Answer
We should use the #18 wire.
Work Step by Step
Recalling that the magnetic field strength inside a solenoid is given by
$$B=\dfrac{\mu_0NI}{l}$$
The author told us that we should wound the coils as close together as possible. This means that the length of the coil is given by $l=ND$ where $D$ is the diameter of the wire. So, $N=l/D$
$$B=\dfrac{\mu_0 \color{red}{\bf\not} lI}{\color{red}{\bf\not} lD}$$
$$B=\dfrac{\mu_0I}{D}$$
Hence, the current needed is given by
$$I=\dfrac{DB}{\mu_0}$$
For wire #18: which has a maximum current of 5 A, the current needed to create a magnetic field of 5 mT is;
$$I_{\rm \#18}=\dfrac{D_{\#18}B}{\mu_0}=\dfrac{(1.02\times 10^{-3})(5\times 10^{-3})}{4\pi \times 10^{-7}}=\bf 4.06\;\rm A$$
This current is in the limit, so we can use this wire.

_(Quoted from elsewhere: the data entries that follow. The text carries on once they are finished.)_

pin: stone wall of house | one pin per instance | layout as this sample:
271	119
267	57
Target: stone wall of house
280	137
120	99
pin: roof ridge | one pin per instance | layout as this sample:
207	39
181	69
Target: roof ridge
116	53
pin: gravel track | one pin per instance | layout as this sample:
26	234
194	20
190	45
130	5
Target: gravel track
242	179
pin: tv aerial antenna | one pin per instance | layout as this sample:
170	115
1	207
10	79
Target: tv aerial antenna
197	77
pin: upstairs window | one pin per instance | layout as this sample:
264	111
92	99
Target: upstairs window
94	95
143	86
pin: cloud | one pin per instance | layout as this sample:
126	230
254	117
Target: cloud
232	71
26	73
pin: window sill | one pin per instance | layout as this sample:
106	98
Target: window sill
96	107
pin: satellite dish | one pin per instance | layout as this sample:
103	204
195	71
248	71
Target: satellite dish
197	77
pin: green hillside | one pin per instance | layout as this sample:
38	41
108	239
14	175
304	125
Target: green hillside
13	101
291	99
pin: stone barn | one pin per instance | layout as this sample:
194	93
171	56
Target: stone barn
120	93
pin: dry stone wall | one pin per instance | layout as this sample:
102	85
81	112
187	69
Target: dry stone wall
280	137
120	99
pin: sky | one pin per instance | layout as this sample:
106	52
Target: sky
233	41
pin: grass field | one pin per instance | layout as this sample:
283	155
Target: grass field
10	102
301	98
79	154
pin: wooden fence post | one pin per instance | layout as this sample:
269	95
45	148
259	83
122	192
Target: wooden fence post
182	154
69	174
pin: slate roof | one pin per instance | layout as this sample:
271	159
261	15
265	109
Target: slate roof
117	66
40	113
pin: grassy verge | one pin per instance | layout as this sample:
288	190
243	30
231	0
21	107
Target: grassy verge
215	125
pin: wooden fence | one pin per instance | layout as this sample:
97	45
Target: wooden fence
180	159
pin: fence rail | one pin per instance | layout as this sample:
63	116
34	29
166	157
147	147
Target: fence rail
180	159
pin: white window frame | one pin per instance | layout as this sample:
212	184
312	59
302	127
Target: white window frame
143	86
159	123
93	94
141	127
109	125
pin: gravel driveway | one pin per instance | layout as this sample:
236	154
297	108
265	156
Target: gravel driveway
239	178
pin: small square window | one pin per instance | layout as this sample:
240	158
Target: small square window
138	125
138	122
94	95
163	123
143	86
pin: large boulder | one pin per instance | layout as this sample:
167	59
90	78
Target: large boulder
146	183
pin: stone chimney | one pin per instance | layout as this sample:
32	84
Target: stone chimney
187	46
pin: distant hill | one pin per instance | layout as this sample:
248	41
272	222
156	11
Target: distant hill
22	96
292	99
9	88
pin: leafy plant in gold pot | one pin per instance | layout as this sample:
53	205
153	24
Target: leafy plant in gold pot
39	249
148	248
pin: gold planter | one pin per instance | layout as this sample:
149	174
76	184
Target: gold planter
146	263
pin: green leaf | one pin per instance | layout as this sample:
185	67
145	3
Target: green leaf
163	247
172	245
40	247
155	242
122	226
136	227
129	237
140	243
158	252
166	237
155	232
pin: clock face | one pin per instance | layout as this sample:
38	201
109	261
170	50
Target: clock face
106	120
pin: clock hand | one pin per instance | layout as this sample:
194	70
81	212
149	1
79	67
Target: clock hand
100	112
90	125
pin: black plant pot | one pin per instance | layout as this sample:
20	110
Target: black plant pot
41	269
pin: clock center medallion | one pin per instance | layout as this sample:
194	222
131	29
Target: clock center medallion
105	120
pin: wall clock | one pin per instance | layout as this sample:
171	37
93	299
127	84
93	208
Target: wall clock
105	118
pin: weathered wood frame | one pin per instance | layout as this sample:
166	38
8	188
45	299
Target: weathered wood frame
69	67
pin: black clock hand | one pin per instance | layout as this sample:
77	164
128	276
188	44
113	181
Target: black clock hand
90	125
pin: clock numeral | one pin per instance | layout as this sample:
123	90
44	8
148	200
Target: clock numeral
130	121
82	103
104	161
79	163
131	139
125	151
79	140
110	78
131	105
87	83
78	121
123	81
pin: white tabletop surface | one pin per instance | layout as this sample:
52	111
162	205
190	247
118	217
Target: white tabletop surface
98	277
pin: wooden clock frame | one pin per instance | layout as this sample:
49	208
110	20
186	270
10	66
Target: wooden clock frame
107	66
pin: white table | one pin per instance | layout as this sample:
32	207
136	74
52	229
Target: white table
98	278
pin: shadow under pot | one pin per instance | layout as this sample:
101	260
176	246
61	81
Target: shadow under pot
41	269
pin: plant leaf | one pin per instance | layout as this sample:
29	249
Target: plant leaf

For wire #26: which has a maximum current of 1 A, the current needed to create a magnetic field of 5 mT is;
$$I_{\rm \#26}=\dfrac{D_{\#26}B}{\mu_0}=\dfrac{(0.41\times 10^{-3})(5\times 10^{-3})}{4\pi \times 10^{-7}}=\bf 1.63\;\rm A$$
This current exceeds the limit, so we can't use this wire.